The research interest of our group is focused on the following topics:

1) Cytoplasmic Ca²⁺ signaling and arrhythmias

Systolic SR Ca²⁺ release is essential for contraction of the myocyte. Diastolic SR Ca²⁺ release, on the other hand, is detrimental. It activates the sarcolemmal electrogenic Na⁺/Ca²⁺ exchanger resulting in depolarization of the resting membrane potential (delayed afterdepolarizations), which in turn may trigger arrhythmias. In the normal heart, diastolic SR Ca²⁺ release is a rare event. In the stressed or diseased heart, however, diastolic SR Ca²⁺ release may increase and thus enhance the propensity for arrhythmias. Increased diastolic SR Ca²⁺ release has been found in atrial myocytes from patients with atrial fibrillation, the most common cardiac arrhythmia, as well as in ventricular myocytes in heart failure, where it is thought to trigger the fatal arrhythmias associated with the disease. Pharmacological agents normalizing aberrant diastolic SR Ca²⁺ release in cardiac diseases associated with arrhythmias are currently being tested for their potential use as novel anti-arrhythmic drugs.

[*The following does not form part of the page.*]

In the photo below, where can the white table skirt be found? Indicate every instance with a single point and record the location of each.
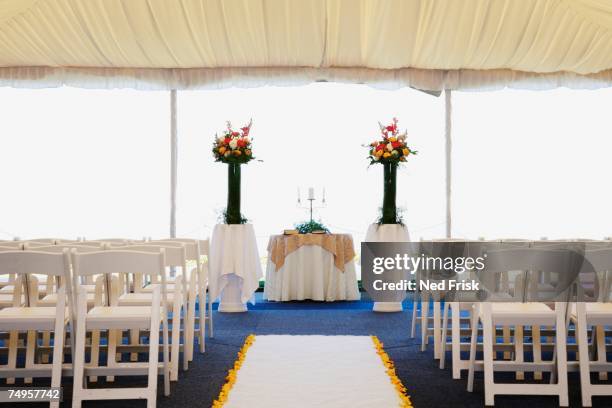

2) Nucleoplasmic Ca²⁺ signaling and excitation-transcription coupling

Nucleoplasmic Ca²⁺ regulation in cardiac myocytes has gained much less attention than cytoplasmic Ca²⁺ regulation. Recent evidence, however, indicates that localized nucleoplasmic Ca²⁺ increases may specifically alter transcription via Ca²⁺-dependent enzymes (e.g. nuclear Ca²⁺/calmodulin-dependent protein kinase II). The link between electrical and/or pharmacological stimulation of the cardiac myocyte, nucleoplasmic Ca²⁺, and transcription is termed excitation-transcription coupling. Altered excitation-transcription coupling may be involved in the remodeling processes occurring during initiation and progression of cardiac diseases, including atrial fibrillation and heart failure. A better understanding of nucleoplasmic Ca²⁺ regulation thus holds the promise for the development of novel treatment strategies against cardiac diseases associated with remodeling.

3) Cardioactive peptides: angiotensin II, endothelin-1, and urocortin II

Cardioactive peptides are involved in a variety of physiological and pathophysiological processes including arrhythmogenesis and the development and progression of hypertrophy and heart failure. They are major drug targets in cardiovascular disease. Inhibition of the angiotensin system by either ACE inhibitors or AT1 receptor blockers is used for the treatment of hypertension and heart failure, whereas the endothelin receptor blocker bosentan is used for the treatment of pulmonary hypertension.

Urocortins (including urocortin II) represent a family of peptides involved in cardiovascular homeostasis. They exert pronounced effects on cardiac myocytes as well as on coronary and peripheral vessels. Although beneficial in animal models of heart failure, the cellular actions of urocortins on cardiac myocytes are only incompletely understood. A better understanding of the specific actions of urocortins on cardiac myocytes in health and disease, however, is a pre-requisite for their potential therapeutic use in heart failure.